Each Dataset item contains rich metadata and multiple transcript representations. Example:

{
"inputUrl": "https://www.youtube.com/watch?v=abcd1234",
"fetchedAt": "2025-11-04T10:00:00Z",
"success": true,
"video": {
"title": "Example Video",
"duration": 3720,
"chapters": [
{"title": "Intro", "start": 0},
{"title": "Main topic", "start": 60}
]
},
"Transcript": {
"plain_text": "Full transcript text...",
"with_timestamps": [
{"text": "Hello and welcome to the show.", "start": 0.2, "end": 4.5},
{"text": "Today we'll talk about...", "start": 5.0, "end": 9.3}
],
"speaker_segments": [
{"speaker": "Speaker 1", "start": 0.2, "end": 4.5, "text": "Hello and welcome to the show."}
]
},
"files": {
"srt": "runs/<runId>/files/abcd1234.srt",
"vtt": "runs/<runId>/files/abcd1234.vtt"
}
}

Notes: Files (SRT/VTT) are attached to the run and accessible from the Files tab for easy download.


🔑 Environment Variables

  • APIFY_TOKEN — required for authentication.
  • HTTP_PROXY, HTTPS_PROXY — optional custom proxies.
  • APIFY_PROXY_PASSWORD — use with Apify Proxy.

Store credentials securely as secrets — never in plaintext.
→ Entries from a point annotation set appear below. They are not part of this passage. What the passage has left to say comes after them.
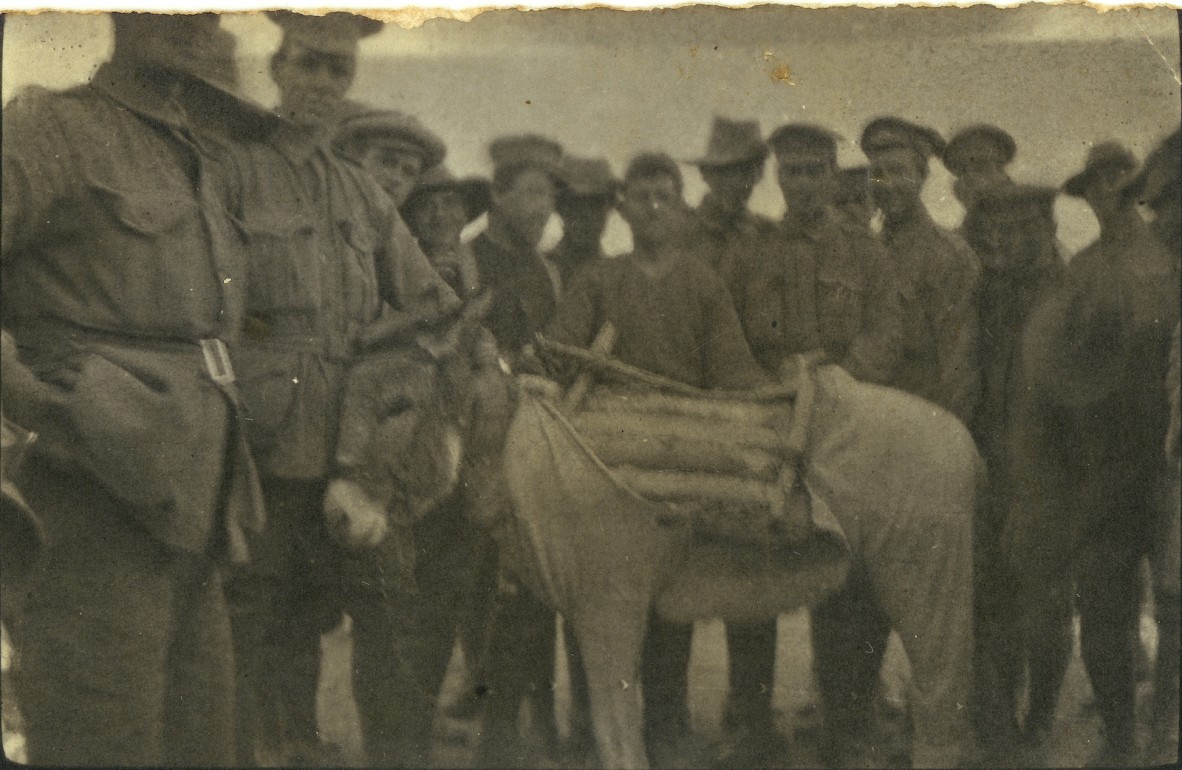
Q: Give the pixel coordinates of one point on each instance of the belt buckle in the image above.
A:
(218, 362)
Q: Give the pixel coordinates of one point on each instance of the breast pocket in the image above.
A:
(840, 296)
(284, 265)
(358, 267)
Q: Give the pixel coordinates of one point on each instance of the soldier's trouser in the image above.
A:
(751, 648)
(280, 605)
(403, 640)
(664, 677)
(849, 636)
(124, 644)
(1109, 584)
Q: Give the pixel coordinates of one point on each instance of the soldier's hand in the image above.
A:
(354, 518)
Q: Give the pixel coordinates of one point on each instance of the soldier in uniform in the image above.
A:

▶️ How to Run (short checklist)

  1. Open Apify Console → Actors → YouTube Transcript Fetcher.
  2. Provide video URLs (watch or youtu.be), set desired export formats, and toggle options.
  3. Run and inspect Dataset and Files tabs for JSON/SRT/VTT outputs.

🛠 Logs & Troubleshooting

  • No transcript available — video may lack captions and audio quality may be too poor for ASR.
  • Partial transcripts — long videos may be chunked; check run logs for retry or chunk status.
  • Timeouts / failures — lower workers or increase timeouts; enable proxy if region-restricted.

Monitor real-time logs in the Console Run Log panel for detailed error messages.


⏱ Scheduling & Webhooks

  • Schedule daily or weekly runs for channel-level ingestion.
  • Use Webhooks to push transcript files or Dataset updates to downstream systems (storage, search index, or ML pipelines).

🔟 Changelog

  • 1.0.0 — 2025-11-04: Initial release — full-video support.

📝 Notes & TODO

  • TODO: Add example of chapter-aware summarization pipeline.
  • TODO: Improve speaker diarization accuracy with optional external ASR.

✅ Final note

This README is designed for researchers, media teams, and engineers who need robust, exportable transcripts from full-length YouTube videos — suitable for analytics, captioning, and training data generation.